Todas as artes podem interferir na linguagem das outras e a questão da idade não deve ser considerado um requisito para definir uma hierarquia entre as mesmas. A jovem fotografia inspirou o impressionismo e libertou os pintores de retratar a realidade. A literatura interferiu na linguagem do cinema, mas a sétima arte também promoveu mudanças à literatura contemporânea , proporcionando à mesma um olhar mais intimista e fragmentado.

A televisão, mais especificamente a teledramaturgia, é a continuação das novelas de rádio que nasceram dos folhetins. As novelas mesclam elementos narrativos e estéticos do cinema e do teatro.

Se o cinema fosse visto como uma possibilidade de conhecimento e autoconhecimento, como um meio de reavaliar valores, quebrar tabus e preconceitos e reorganizar estruturas de pensamento, ele poderia gerar importantes e grandes transformações individuais e coletivas. Sabe-se que o cinema é capaz de promover profundas mudanças a longo prazo. Outras artes também poder nos fazer refletir e rever valores, como o teatro e a literatura, por exemplo. Mas o cinema envolve uma questão sensorial que extrapola o intelecto e abstrato e atinge os sentidos, promovendo sensações de nojo, piedade, simpatia, aceitação ou rejeição de forma muito visceral.

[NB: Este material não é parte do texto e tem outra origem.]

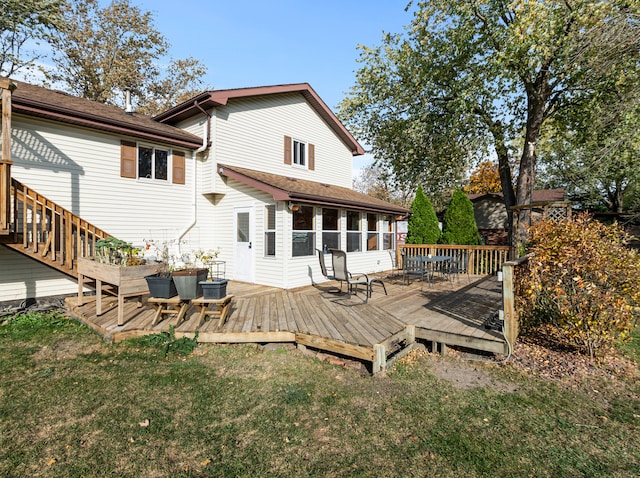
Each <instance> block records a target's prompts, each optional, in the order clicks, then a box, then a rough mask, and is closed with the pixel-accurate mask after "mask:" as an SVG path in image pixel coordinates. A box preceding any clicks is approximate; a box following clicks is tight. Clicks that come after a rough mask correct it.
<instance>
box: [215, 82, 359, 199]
mask: <svg viewBox="0 0 640 478" xmlns="http://www.w3.org/2000/svg"><path fill="white" fill-rule="evenodd" d="M212 130H214V132H215V137H214V138H213V145H212V148H213V152H212V153H213V155H214V158H215V161H216V162H217V163H222V164H228V165H230V166H238V167H243V168H248V169H253V170H256V171H266V172H269V173H273V174H279V175H282V176H291V177H296V178H299V179H306V180H309V181H315V182H319V183H329V184H334V185H336V186H342V187H347V188H350V187H351V185H352V160H353V156H352V154H351V151H350V149H349V148H347V146H346V145H345V144H344V143H343V142H342V140H340V138H339V137H338V136H337V135H336V134H335V132H334V131H333V130H332V129H331V128H330V127H329V126H328V125H327V124H326V123H325V122H324V120H323V119H322V118H321V117H320V116H319V115H318V113H317V112H316V111H315V110H314V109H313V108H312V107H311V106H310V105H309V104H308V103H307V102H306V100H305V99H304V98H303V96H302V95H300V94H288V95H274V96H273V97H261V98H250V99H242V100H234V101H230V102H229V104H228V105H227V106H224V107H219V108H218V109H217V111H216V112H215V127H214V128H212ZM285 136H291V137H292V138H295V139H298V140H300V141H304V142H306V143H311V144H313V145H314V146H315V170H313V171H311V170H308V169H304V168H301V167H297V166H294V165H286V164H284V137H285ZM211 167H215V164H211Z"/></svg>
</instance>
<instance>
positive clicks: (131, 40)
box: [44, 0, 206, 113]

Se o hábito da leitura é excelente para treinar a concentração e a imaginação, o cinema trabalha um outro tipo de criatividade. Se a literatura parte do abstrato para imagens que formamos em nossa mente, o cinema pega o outro sentido da rodovia. Ele parte da imagem para o abstrato, para os conceitos, para as ideias. Mas se assistimos apenas a filmes para passar o tempo ou que reforçam visões preconceituosas e estereotipadas do mundo, o que poderia ser um antídoto contra a exclusão, o etnocentrismo, a violência torna-se mais um alimento para uma sociedade pautada pelos ideais hedonistas e imediatistas da nossa cultura materialista.

clube

Filmes como Clube da luta e Um dia de fúria questionam os valores da sociedade de consumo. Filmes como Beleza Americana e Pequena Miss Sunshine, o american way of life. Filmes como Sociedade dos poetas mortos, O sorriso de Mona Lisa e Escritores da liberdade, o papel libertário do professor. Filmes como O inquilino e Cisne negro, a mente de um esquizofrênico. Filmes como Lua de fel e Veludo azul, o sofrimento gerado pelas perversões. Filmes como A bela da tarde e Foi apenas um sonho, o lado B do casamento. Filmes como Gritos e sussurros e O silêncio, as obscuridades familiares. Filmes como Menina bonita, O sopro do coração, Trinta anos esta noite e Perdas e danos ( os quatro de Louis Malle) o lado sensível dos temas tabu. Filmes como O açougueiro e Em suas mãos, o lado humano dos psicopatas. Os exemplos de como um filme pode elucidar temas e mostrar culturas e personalidades é extremamente amplo e complexo.

Em resumo: deveríamos ter um docente que falasse e mostrasse filmes capazes de fazer as crianças e adolescentes pensarem afetivamente, a fim de que se tornassem jovens e adultos mais lúcidos nos sentidos ético, moral, estético e psicológico, sendo mais capacitados para fazer escolhas conscientes e consistentes.